Vorliebe für allerlei Boshaftigkeiten Vom „Pfingstl“ bis zum „Heilig-Geist-Anschießen“ – uraltes bayerisches Brauchtum zu Pfingsten

Richtige Sonntagskinder, so erzählte man sich noch vor gar nicht so langer Zeit, konnten am Pfingstmorgen mitten in der aufgehenden Sonne den leibhaftigen Heiligen Geist sehen. Für die normalen Werktagsmenschen, denen eine solche überirdische Begabung nicht beschieden war, halfen findige Pfarrherren und Mesner ein wenig nach: Während der Vesper, wenn der Priester das „Veni Sancte Spiritus“ anstimmte und die Orgel zu brausendem Jubel ansetzte, schwebte aus dem sogenannten „Heilig-Geist-Loch“ ganz hoch droben im Kirchengewölbe in feierlich-verhaltenem Flug eine Taube auf das staunende Christenvolk hernieder, um einige Zeit über den andächtig himmelwärts gereckten Köpfen zu verharren und dann wieder in Richtung Dachboden zu entschwinden. Dort nämlich lenkten geschickte Ministrantenhände das solide aus Holz gearbeitete, schön weiß angemalte und an einer roten Schnur gehaltene Pfingstwunder.

Die Erscheinung des Holzgetiers war und ist bis heute freilich bloß noch ein schwacher Abglanz des dramatischen Spektakels früherer Zeiten, als der Mesner nicht selten eine lebendige Taube im Käfig bereithielt und auf ein vereinbartes Zeichen durch die Gewölbeöffnung ins Gotteshaus flattern ließ. Im böhmischen Land an der Grenze soll es einmal geschehen sein, dass die flinke Katze des Mesners ganz unprogrammgemäß den symbolträchtigen Vogel verspeiste und die Kirchenbesucher vergeblich auf den Heiligen Geist warteten. Vielerorts ließ man zusätzlich Rosenblätter auf die versammelten Beter herabregnen um die aus der Apostelgeschichte bekannten „Zungen wie von Feuer“ plastisch zu machen. Ein Brauch, der bis heute mancherorts noch gepflegt wird.
Taube in Kirche
Lärmend begrüßen die Schützenvereine im Berchtesgadener Land heute noch den Pfingstsonntag: Früh um vier Uhr – der Fürstpropst von Berchtesgaden hatte nämlich das Privileg, ausgerechnet zu dieser seltsamen Zeit den Päpstlichen Segen zu erteilen –feuern sie vor ihren Häusern etliche Schüsse ab, was man dort „Heilig-Geist-Anschießen“ nennt. 

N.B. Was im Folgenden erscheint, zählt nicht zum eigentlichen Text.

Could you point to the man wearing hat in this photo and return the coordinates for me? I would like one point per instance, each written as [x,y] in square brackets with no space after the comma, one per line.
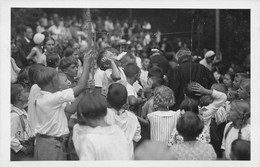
[187,71]
[208,59]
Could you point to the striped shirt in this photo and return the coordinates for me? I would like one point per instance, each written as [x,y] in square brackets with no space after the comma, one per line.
[162,123]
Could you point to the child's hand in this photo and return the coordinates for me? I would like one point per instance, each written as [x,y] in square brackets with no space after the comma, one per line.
[89,56]
[198,89]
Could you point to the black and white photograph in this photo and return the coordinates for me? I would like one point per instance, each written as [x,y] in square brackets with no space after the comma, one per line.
[130,83]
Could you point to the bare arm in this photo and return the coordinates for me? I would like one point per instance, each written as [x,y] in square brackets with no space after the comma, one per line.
[88,58]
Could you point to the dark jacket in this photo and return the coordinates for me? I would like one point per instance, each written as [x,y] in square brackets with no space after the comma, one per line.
[181,75]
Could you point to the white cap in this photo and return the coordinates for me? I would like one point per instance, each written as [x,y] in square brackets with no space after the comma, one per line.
[209,54]
[38,38]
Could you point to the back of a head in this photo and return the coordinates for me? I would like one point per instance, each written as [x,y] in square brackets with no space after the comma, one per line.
[189,125]
[240,150]
[66,62]
[155,72]
[220,87]
[91,106]
[163,96]
[189,104]
[53,60]
[189,93]
[117,95]
[44,76]
[243,108]
[183,53]
[16,90]
[131,69]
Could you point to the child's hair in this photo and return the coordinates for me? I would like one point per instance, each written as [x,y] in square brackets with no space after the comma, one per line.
[131,69]
[205,100]
[189,104]
[220,87]
[245,83]
[44,76]
[16,90]
[189,125]
[47,39]
[53,60]
[240,149]
[68,52]
[155,71]
[163,96]
[91,106]
[156,82]
[189,93]
[67,61]
[23,76]
[32,73]
[117,95]
[231,74]
[232,94]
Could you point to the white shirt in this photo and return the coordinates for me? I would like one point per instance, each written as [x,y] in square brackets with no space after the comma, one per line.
[100,143]
[127,122]
[131,90]
[17,132]
[162,123]
[49,112]
[233,135]
[99,77]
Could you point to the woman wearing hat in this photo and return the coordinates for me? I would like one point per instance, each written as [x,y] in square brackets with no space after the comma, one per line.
[36,53]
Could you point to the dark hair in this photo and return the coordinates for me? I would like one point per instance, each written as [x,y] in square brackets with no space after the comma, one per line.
[241,149]
[231,74]
[23,76]
[220,87]
[91,106]
[44,76]
[67,61]
[189,104]
[189,93]
[155,71]
[189,125]
[16,90]
[53,60]
[131,69]
[117,95]
[32,73]
[47,39]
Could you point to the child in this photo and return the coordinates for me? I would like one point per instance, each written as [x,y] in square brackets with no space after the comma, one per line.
[228,79]
[106,61]
[238,127]
[244,90]
[51,125]
[125,120]
[240,150]
[20,130]
[93,137]
[132,73]
[163,120]
[238,78]
[69,65]
[36,53]
[206,112]
[190,126]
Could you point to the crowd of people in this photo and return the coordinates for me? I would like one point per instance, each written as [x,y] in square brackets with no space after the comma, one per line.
[120,97]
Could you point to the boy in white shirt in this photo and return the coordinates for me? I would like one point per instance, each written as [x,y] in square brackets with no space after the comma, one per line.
[51,126]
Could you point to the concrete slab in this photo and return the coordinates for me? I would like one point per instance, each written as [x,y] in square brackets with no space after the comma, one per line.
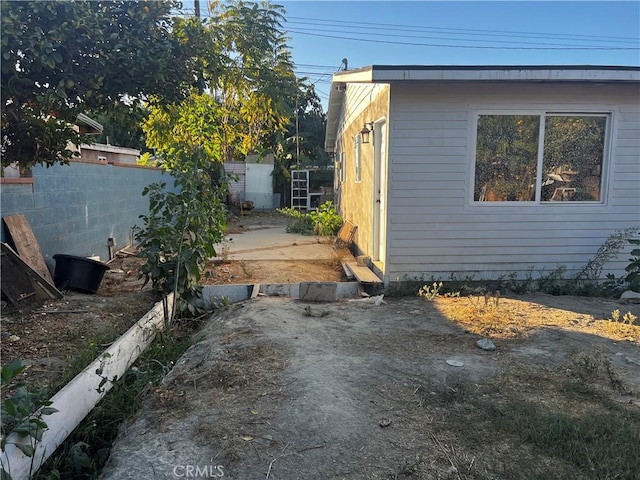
[318,291]
[274,243]
[213,295]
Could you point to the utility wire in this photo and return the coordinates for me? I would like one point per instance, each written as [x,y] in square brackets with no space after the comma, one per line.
[470,31]
[537,44]
[489,47]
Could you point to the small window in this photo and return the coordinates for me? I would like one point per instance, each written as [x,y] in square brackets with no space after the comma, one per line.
[339,167]
[358,171]
[539,158]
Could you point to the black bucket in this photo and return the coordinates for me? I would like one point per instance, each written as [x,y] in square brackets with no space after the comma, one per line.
[78,273]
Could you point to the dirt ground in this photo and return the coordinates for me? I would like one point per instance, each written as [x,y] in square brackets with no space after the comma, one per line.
[52,338]
[274,388]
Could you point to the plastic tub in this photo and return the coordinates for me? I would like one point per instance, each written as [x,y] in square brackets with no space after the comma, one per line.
[78,273]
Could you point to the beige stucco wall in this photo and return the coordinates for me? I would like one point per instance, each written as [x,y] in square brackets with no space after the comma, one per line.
[356,199]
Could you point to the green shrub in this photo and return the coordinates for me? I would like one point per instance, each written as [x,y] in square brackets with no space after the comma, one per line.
[633,269]
[324,222]
[182,228]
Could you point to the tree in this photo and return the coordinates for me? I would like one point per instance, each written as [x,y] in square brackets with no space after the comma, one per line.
[62,58]
[249,85]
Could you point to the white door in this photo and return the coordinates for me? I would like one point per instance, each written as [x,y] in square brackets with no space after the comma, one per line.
[380,192]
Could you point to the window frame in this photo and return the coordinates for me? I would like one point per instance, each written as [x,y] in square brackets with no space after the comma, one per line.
[543,113]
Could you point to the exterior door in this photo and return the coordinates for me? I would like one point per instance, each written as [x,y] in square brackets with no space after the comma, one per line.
[380,192]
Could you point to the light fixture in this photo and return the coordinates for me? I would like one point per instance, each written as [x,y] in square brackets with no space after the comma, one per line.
[365,132]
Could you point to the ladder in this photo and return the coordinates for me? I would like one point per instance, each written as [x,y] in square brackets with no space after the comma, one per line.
[300,189]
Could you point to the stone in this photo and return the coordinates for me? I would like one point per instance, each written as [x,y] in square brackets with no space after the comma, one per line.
[630,297]
[486,344]
[318,291]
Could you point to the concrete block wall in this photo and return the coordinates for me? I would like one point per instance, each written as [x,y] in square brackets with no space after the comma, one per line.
[76,208]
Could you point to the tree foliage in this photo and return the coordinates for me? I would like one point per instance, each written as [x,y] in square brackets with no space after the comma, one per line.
[182,227]
[62,58]
[249,85]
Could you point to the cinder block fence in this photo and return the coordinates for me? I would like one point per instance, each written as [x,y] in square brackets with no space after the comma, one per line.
[75,209]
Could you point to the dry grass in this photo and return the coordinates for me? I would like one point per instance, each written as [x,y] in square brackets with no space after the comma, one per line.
[509,318]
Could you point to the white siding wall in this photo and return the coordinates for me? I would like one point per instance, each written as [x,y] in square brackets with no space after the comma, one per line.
[357,98]
[434,226]
[236,188]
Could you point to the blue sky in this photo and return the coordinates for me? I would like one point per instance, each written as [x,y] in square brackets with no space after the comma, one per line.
[517,32]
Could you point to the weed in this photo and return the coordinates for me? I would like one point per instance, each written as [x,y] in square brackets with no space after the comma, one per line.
[182,228]
[21,415]
[628,318]
[590,366]
[430,292]
[633,269]
[86,450]
[601,444]
[591,271]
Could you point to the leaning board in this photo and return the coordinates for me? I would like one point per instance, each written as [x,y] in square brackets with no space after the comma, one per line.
[26,244]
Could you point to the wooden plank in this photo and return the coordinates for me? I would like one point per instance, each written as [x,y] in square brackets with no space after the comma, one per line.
[363,274]
[345,234]
[78,397]
[27,245]
[347,272]
[40,281]
[15,283]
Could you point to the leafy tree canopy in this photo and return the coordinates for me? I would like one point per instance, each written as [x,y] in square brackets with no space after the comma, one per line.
[249,85]
[62,58]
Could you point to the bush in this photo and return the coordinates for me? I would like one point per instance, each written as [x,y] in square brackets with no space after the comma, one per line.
[324,222]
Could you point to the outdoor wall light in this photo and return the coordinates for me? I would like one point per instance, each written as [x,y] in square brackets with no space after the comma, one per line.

Überall im Bayerischen Wald, in der nördlichen Oberpfalz und im niederbayerischen Land zog zu Urgroßvaters Zeiten der mit einem Kleid aus Stroh, Birkenlaub und Tannengrün vermummte „Pfingstl“ mit seinem Gefolge aus ähnlich maskierten Burschen und Peitschenknallern von Haus zu Haus. Die malerische Gruppe trug Scherzverse und Lieder vor („Alleluja, alleluja, der Pfingstl ist da!“), empfing kleine Gaben und ließ zum Dank die „Pfingstgartn“ zurück, einen mit Bändern geschmückten grünen Zweig, der Glück ins Haus bringen sollte.

Volkskundler bringen diesen Umzug mit uralten Fruchtbarkeitsriten in Verbindung. Sie deuten den „Pfingstl“ als Abbild des Wachsens und Reifens in der Natur und erblicken in dem Spiel – das häufig damit endete, dass der „Pfingstl“ mit Wasser begossen oder gleich ins Wasser geworfen wurde – Reste einer szenischen Darstellung des Kampfes zwischen Winter und Sommer. Wenn der „Pfingstl“ als „Wasservogel“ auftrat, mit Moos, Stroh und Reisig umhüllt, war die Verbindung zu den alten Fruchtbarkeits- und Reinigungsriten noch deutlicher.

Bevor die abenteuerlich kostümierte Truppe die Gaben der Hausbewohner in Empfang nehmen konnte, bekam erst einmal der Wasservogel einen tüchtigen Guss mit dem Kübel. Und in einigen Orten Niederbayerns tauchten zwei stämmige Mädchen den Wasservogel nach dem Zwölfuhrläuten des Pfingstsonntags im aufgestauten Dorfbach unter.

Das Motiv solch seltsamen Brauchtums sucht man in der alten abergläubischen Vorstellung, der Fluss verlange alle sieben Jahre (oder gar jedes Jahr) sein Opfer. Mit Hühnern und Tauben wollte man einst die Flussgötter gnädig stimmen – und zwar im Frühjahr, wenn der Strom mächtig anschwoll. Dabei kleideten sich die Opfernden in frisches Grün. Die unübersehbaren Anklänge an heidnische Riten mögen die kirchlichen Behörden bereits vor Beginn der Aufklärungszeit bewogen haben, den Brauch – mit wechselndem Erfolg – zu verbieten. Der Bischof von Eichstätt zum Beispiel ließ 1696 verlauten, „es sei nicht gestattet, um milde Witterung für die Erntezeit zu erhalten, am Pfingstmontag einen in Reisig gekleideten Menschen ins Wasser zu werfen und dann in feierlicher Prozession um die Felder zu tragen“. 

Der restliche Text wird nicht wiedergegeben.